The chain reaction of Terra’s collapse (Luna) and its TerraUSD (UST) stablecoin spread widely across the cryptocurrency market on May 11, as prices for projects with any ties to the DeFi ecosystem took a hit.

Forced sell-off of Bitcoin (bitcoin) backing some UST holdings also impacted BTC’s current drop to $29,000, with analysts worried that DeFi platforms with liquidity pools consisting mostly of UST and LUNA will collapse.

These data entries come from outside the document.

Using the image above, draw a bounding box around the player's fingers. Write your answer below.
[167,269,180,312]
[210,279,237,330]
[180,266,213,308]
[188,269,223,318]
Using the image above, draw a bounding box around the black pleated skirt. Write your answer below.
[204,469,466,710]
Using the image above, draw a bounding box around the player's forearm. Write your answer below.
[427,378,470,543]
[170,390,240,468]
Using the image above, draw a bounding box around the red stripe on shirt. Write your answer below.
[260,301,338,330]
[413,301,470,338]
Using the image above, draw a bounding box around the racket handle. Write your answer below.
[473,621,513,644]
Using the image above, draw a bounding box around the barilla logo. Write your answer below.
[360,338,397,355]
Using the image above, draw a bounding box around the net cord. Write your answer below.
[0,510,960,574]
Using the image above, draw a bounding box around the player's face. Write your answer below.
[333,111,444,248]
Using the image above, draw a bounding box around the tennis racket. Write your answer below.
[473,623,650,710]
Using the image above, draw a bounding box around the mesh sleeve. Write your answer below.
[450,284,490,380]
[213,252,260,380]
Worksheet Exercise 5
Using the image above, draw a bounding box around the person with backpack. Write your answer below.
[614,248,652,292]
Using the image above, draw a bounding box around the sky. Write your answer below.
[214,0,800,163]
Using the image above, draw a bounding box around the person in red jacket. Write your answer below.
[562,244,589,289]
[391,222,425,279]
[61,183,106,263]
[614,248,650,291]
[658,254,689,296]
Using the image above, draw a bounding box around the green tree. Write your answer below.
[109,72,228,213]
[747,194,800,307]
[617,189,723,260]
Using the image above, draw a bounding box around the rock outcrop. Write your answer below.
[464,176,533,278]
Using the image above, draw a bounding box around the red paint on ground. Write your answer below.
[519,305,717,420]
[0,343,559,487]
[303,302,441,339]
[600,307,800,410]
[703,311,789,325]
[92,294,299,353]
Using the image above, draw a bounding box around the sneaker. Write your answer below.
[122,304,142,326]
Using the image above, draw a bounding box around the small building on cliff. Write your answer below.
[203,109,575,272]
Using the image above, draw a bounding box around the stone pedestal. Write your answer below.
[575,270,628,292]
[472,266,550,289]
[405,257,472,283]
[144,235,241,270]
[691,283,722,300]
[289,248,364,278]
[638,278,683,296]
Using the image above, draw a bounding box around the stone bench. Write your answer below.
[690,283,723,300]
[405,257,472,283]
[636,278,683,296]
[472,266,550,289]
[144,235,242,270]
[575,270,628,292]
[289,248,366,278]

LUNA, ANC, ASTRO and MARS in USDT pairings. 4 hour graph. Source: TradingView

Terra-based protocols are affected

The projects with the worst prospects are those hosted on the Terra protocol, including Anchor Protocol (ANC), Astroport (ASTRO), and Mars Protocol (MARS).

As shown in the chart above, Anchor Protocol (ANC), Astroport (ASTRO), and Mars Protocol (MARS) tokens have plunged more than 80% since the LUNA price first started correcting on May 4.

The protocols in question are all DeFi-focused, meaning they are highly integrated with UST as their primary stablecoin for their liquidity pair and LUNA as the primary source of value locked on their smart contracts.

As long as UST remains pegged to $1 and LUNA is trading 98% lower from levels 7 days ago, these agreements are unlikely to bounce back and recover from today’s impact.

Cross-chain communication protocols also take a hit

Assets in the Cosmos ecosystem were also hit hard by the collapse of UST. atom Mirror Protocol (MIR), Osmosis (OSMO), and other tokens that use the Inter-Chain Communication Protocol (IBC), such as Mirror Protocol (MIR), and Kava, are significantly corrected due to their integration with Terra.

ATOM/USDT vs. KAVA/USDT vs. MIR/USDT vs. OSMO/USDT 4-hour chart. Source: TradingView

The price drops for these assets were less extreme than those hosted on the Terra protocol, but their proxy to Terra did not protect them from contagion.

related: LUNA’s debacle sparks crypto community theories and things to tell you

Manufacturers benefit from volatility

maker(MKR) was a bright spot in trading on May 11, as cryptocurrency traders now find themselves embracing Dai (Wear) as the “best” decentralized stablecoin option on the market.

MKR prices surged 124% in trading on May 11, from a low of $1,025 to an intraday high of $2,299 before falling back to $1,278.

MKR/USDT 4-hour chart. Source: TradingView

As the market digests the current correction and news of the collapse of funds and protocols emerges, it will be interesting to see how other stablecoin protocols like Frax Share (FXS), USDD and mStable (MTA) perform and whether crypto traders shy away from these projects For a more focused selection.